Susanna sank down on a stone at the end of the bridge, and leaning her head against the railing, burst into tears. In that moment the worst of her fears rolled away from her heart like the stone from the mouth of a sepulchre. If her husband had looked for her return, he must have missed her, regretted her, needed her, just a little. His disposition was sweet, even if it were thoughtless, and he might not meet her with reproaches after all. There might not be the cold greeting she had often feared--"_Well, you've concluded to come back, have you? It was about time!_" If only John were a little penitent, a little anxious to meet her on some common ground, she felt her task would be an easier one.
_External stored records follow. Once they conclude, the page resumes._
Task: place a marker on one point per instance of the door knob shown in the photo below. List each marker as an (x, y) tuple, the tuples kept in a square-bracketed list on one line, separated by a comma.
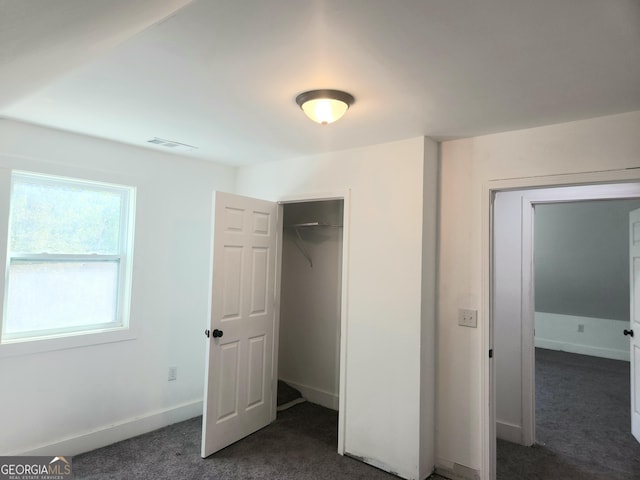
[(217, 333)]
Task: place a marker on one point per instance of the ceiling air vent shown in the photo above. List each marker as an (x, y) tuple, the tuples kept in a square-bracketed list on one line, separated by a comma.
[(177, 146)]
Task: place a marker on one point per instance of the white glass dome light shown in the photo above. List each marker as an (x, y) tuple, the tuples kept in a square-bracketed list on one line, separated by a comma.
[(324, 106)]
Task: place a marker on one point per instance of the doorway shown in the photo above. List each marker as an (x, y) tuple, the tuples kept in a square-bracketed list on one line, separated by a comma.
[(513, 302), (241, 369), (311, 300)]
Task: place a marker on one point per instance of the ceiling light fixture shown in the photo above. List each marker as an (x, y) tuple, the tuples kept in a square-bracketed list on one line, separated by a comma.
[(324, 106)]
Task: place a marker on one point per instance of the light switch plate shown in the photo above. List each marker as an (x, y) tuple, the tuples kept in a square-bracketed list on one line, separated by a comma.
[(468, 318)]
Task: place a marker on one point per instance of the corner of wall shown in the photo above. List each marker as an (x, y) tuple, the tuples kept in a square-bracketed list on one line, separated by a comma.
[(430, 210)]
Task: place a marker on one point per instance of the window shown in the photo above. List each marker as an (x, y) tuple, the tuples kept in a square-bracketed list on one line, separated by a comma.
[(68, 258)]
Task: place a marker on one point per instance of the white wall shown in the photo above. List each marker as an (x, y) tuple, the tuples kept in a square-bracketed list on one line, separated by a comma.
[(384, 409), (310, 302), (68, 401), (598, 337), (600, 144)]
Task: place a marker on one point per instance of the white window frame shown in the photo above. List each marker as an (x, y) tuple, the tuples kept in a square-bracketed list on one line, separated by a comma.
[(70, 337)]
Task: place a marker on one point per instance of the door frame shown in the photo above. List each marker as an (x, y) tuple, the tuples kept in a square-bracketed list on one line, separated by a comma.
[(345, 196), (600, 181)]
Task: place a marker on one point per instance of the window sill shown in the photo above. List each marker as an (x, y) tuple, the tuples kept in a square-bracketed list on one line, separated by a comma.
[(84, 339)]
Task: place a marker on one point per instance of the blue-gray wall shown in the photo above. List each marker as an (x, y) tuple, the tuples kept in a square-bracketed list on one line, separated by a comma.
[(581, 258)]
"Have you got a pain, Mardie?" cried Sue, anxiously bending over her mother.

"No, dear," she answered, smiling through her tears and stretching a hand to both children to help her to her feet. "No, dear, I've lost one!"

"I cry when anything aches, not when it stops," remarked Jack, as the three started again on their walk.--"Say, Sukey, you look bigger and fatter than you did when you went away, and you've got short curls 'stead of long ones.--Do you see how I've grown?--Two inches!"

"I'm inches and inches bigger and taller," Sue boasted, standing on tiptoe and stretching herself proudly. "And I can knit, and pull maple candy, and say Yee, and sing 'O Virgin Church, how great thy light.'"

"Pooh," said Jack, "I can sing 'A sailor's life's the life for me, Yo ho, yo ho!' Step along faster, mummy dear; it's 'most supper time. Aunt Louisa won't scold if you're with me. There's the house, see? Father'll be working in the garden covering up the asters, so they won't freeze before you come."

"There is no garden, Jack. What do you mean?"

"Wait till you see if there's no garden! Hurrah! there's father at the window, side of Aunt Louisa. Won't he be pleased I met you halfway and brought you home!"

Oh! it was beautiful, the autumn twilight, the smoke of her own hearthside rising through the brick chimneys! She thought she had left the way of peace behind her, but no, the way of peace was here, where her duty was, and her husband and children.

The sea was deep blue; the home hills rolled softly along the horizon; the little gate that Susanna had closed behind her in anger and misery stood wide open; shrubs, borders, young hedge-rows, beds of late autumn flowers greeted her eyes and touched her heart. A foot sounded on the threshold; the home door opened and smiled a greeting; and then a voice choked with feeling, glad with welcome, called her name.

Light-footed Sue ran with a cry of joy into her father's outstretched arms, and then leaping down darted to Ellen, chattering like a magpie.

Husband and wife looked at each other for one quivering moment, and then clasped each other close.

"Forgive! O Susanna, forgive!"

John's eyes and lips and arms made mute appeals, and it was then Susanna said, "Never mind, John! Let's forget, and begin all over again!"